‘Kamerleden stemmen zonder last en ruggespraak’, yeah right…

Grondwettelijk gezien (vanaf Thorbecke in 1848) zijn kamerleden onafhankelijk stemmende individuen. Natuurlijk zal dit niet al te lang geduurd hebben. Zoals dat gaat zal er al gauw blokvorming zijn opgetreden, om zo gezamenlijk een standpunt door te kunnen drukken. Eerst informeel, daarna openbaar via kieslijsten (vandaar nog steeds die indeling op het stemformulier in lijsten, neem ik aan) en nog later kwamen er de officiële politieke partijen. De eerste politieke partij was de ARP (later opgegaan in het CDA), die in 1879 werd opgericht.

Aanvankelijk was daar natuurlijk nog het districtenstelsel, waar elk kamerlid een district vertegenwoordigde. Alhoewel het systeem van evenredige vertegenwoordiging naar mijn idee een eerlijkere afspiegeling van de stromingen die onder de bevolking leven geeft, heeft het wel het individuele belang van het Kamerlid teruggedrongen; ze zijn niet meer zo direct met een deel van het volk verbonden als onder het districtenstelsel.
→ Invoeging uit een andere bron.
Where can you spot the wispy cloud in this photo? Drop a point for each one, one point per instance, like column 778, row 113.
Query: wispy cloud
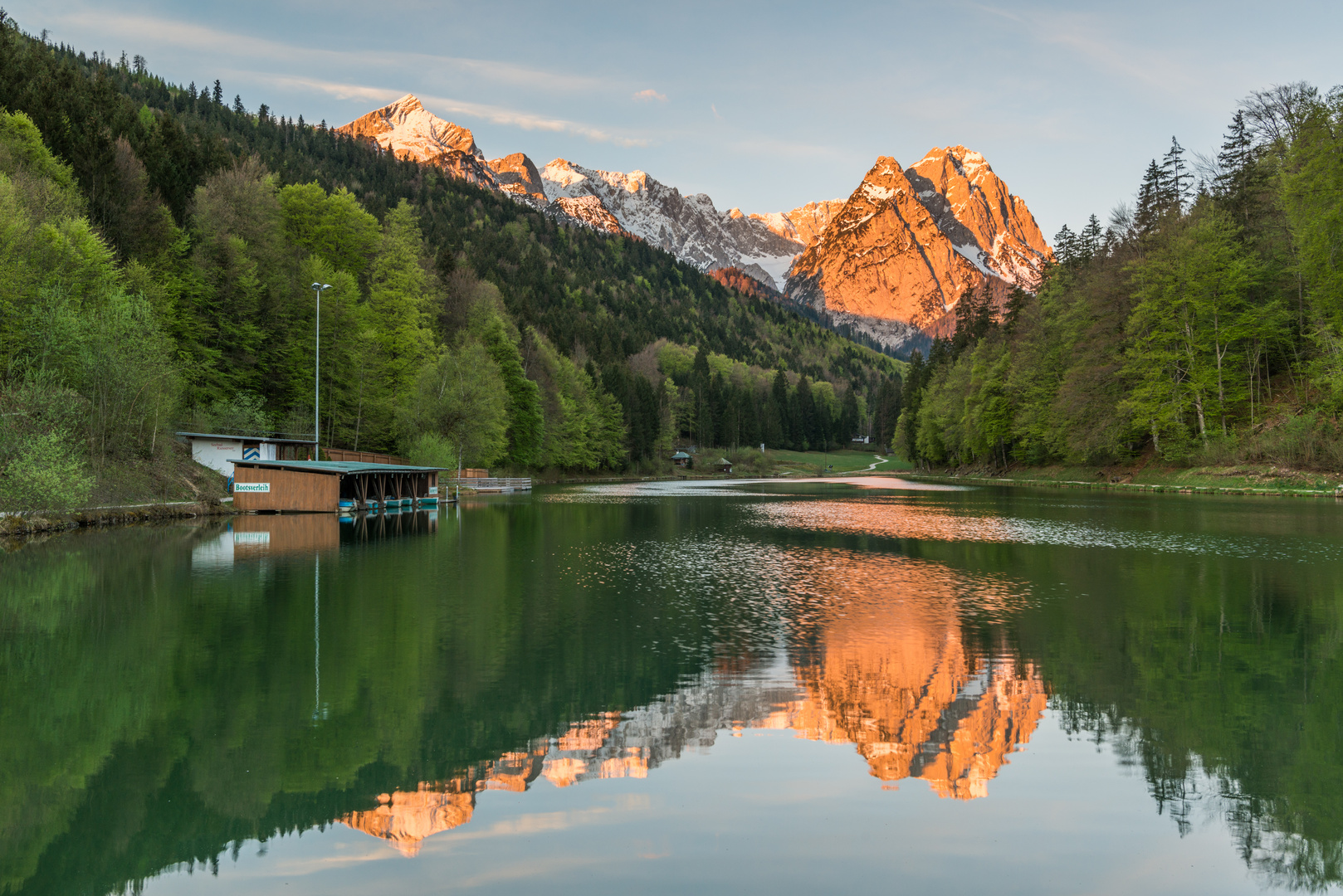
column 450, row 106
column 1096, row 42
column 193, row 37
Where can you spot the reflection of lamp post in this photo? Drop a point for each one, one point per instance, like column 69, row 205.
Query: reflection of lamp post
column 317, row 638
column 317, row 373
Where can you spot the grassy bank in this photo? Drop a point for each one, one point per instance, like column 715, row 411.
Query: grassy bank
column 1244, row 479
column 15, row 527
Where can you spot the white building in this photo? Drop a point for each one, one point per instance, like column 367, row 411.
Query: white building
column 217, row 451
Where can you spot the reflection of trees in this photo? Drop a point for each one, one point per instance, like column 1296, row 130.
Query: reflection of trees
column 154, row 713
column 1221, row 680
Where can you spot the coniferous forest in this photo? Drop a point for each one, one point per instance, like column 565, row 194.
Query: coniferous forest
column 158, row 247
column 1201, row 325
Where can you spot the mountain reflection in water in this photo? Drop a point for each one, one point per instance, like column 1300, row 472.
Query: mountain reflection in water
column 172, row 692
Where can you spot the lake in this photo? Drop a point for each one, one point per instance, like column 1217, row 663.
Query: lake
column 665, row 688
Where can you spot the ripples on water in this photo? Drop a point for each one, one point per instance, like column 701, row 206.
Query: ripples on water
column 598, row 633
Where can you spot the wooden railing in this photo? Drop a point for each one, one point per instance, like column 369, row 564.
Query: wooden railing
column 484, row 484
column 363, row 457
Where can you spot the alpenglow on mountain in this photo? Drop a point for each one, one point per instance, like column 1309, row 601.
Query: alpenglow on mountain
column 632, row 203
column 908, row 245
column 891, row 262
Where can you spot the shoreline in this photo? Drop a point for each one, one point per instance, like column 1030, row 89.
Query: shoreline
column 1134, row 488
column 23, row 523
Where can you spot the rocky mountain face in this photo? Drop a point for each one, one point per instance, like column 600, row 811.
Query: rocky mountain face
column 689, row 227
column 408, row 130
column 803, row 223
column 591, row 212
column 889, row 264
column 908, row 245
column 519, row 176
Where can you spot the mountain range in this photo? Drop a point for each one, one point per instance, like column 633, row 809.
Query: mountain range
column 891, row 262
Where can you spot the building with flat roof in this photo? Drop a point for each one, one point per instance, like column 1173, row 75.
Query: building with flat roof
column 217, row 449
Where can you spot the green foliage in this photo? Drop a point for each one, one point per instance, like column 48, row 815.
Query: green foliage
column 584, row 427
column 461, row 399
column 335, row 227
column 47, row 473
column 432, row 449
column 1189, row 329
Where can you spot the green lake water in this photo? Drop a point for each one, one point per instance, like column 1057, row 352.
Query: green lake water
column 667, row 688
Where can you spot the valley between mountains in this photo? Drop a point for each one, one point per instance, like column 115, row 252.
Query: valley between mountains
column 891, row 262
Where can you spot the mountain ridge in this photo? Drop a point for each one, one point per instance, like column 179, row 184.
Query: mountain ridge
column 891, row 261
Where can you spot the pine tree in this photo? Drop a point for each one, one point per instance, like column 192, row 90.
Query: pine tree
column 1064, row 246
column 1177, row 184
column 1088, row 243
column 1150, row 199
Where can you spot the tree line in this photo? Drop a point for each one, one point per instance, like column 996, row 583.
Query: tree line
column 462, row 327
column 1202, row 324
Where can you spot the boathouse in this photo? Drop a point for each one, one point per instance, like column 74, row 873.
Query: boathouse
column 330, row 486
column 217, row 450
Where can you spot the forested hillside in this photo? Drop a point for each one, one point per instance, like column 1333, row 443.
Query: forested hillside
column 1202, row 325
column 156, row 254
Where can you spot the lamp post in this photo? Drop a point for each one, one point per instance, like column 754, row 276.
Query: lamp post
column 317, row 375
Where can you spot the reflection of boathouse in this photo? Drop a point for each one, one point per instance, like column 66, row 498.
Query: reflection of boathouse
column 295, row 535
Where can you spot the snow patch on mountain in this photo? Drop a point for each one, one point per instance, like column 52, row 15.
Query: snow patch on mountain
column 689, row 227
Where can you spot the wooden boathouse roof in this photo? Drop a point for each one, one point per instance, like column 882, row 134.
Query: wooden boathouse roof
column 339, row 468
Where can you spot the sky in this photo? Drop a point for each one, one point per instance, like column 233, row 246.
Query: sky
column 763, row 106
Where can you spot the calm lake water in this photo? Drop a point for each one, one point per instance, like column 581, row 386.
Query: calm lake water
column 667, row 688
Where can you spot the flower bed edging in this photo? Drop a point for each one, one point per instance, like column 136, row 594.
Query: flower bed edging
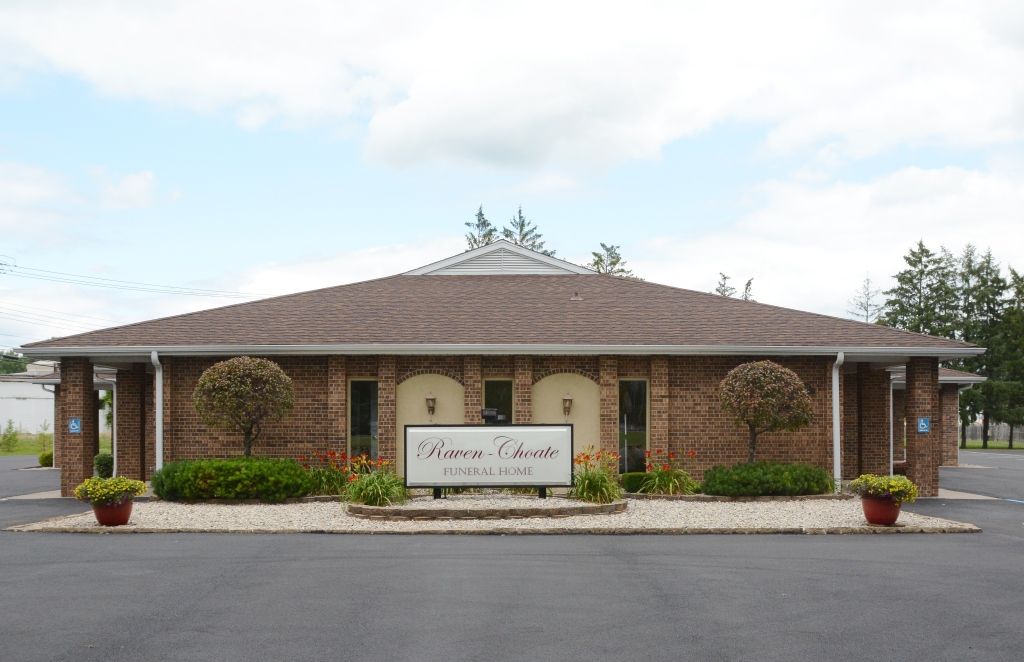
column 712, row 497
column 391, row 513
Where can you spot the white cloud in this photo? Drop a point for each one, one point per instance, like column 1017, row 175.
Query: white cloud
column 127, row 192
column 31, row 199
column 534, row 83
column 810, row 246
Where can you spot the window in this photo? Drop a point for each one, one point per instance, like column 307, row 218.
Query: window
column 363, row 418
column 498, row 395
column 632, row 424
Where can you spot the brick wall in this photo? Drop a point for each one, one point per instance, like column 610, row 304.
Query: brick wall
column 78, row 400
column 924, row 450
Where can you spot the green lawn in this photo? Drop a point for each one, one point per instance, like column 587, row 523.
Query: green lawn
column 975, row 445
column 34, row 444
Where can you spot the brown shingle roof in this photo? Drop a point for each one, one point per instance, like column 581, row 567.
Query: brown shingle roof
column 502, row 309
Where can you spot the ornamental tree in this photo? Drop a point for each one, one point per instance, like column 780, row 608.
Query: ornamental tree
column 766, row 398
column 241, row 395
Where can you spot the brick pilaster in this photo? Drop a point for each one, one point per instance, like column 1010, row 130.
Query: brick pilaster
column 924, row 450
column 658, row 424
column 608, row 382
column 78, row 401
column 473, row 389
column 522, row 390
column 131, row 427
column 386, row 412
column 337, row 402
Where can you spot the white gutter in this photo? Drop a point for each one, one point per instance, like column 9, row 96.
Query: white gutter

Van de andere kant is dit door de massale verspreiding van televisie gedurende de jaren zestig en zeventig van vorige eeuw wel enigszins gecompenseerd omdat men op die manier toch weer een goede indruk van sommige individuele kamerleden kon krijgen. In elk geval die kamerleden kunnen via voorkeursstemmen wel degelijk een specifieke groep kiezers vertegenwoordigen.

Dus ook al maakt men deel uit van een aan een partij verbonden kamerfractie, er blijft, naast de officiële constitutonele, wel degelijk ook een concrete individuele verantwoordelijkheid voor een kamerlid met betrekking tot zijn vertegenwoordigende rol.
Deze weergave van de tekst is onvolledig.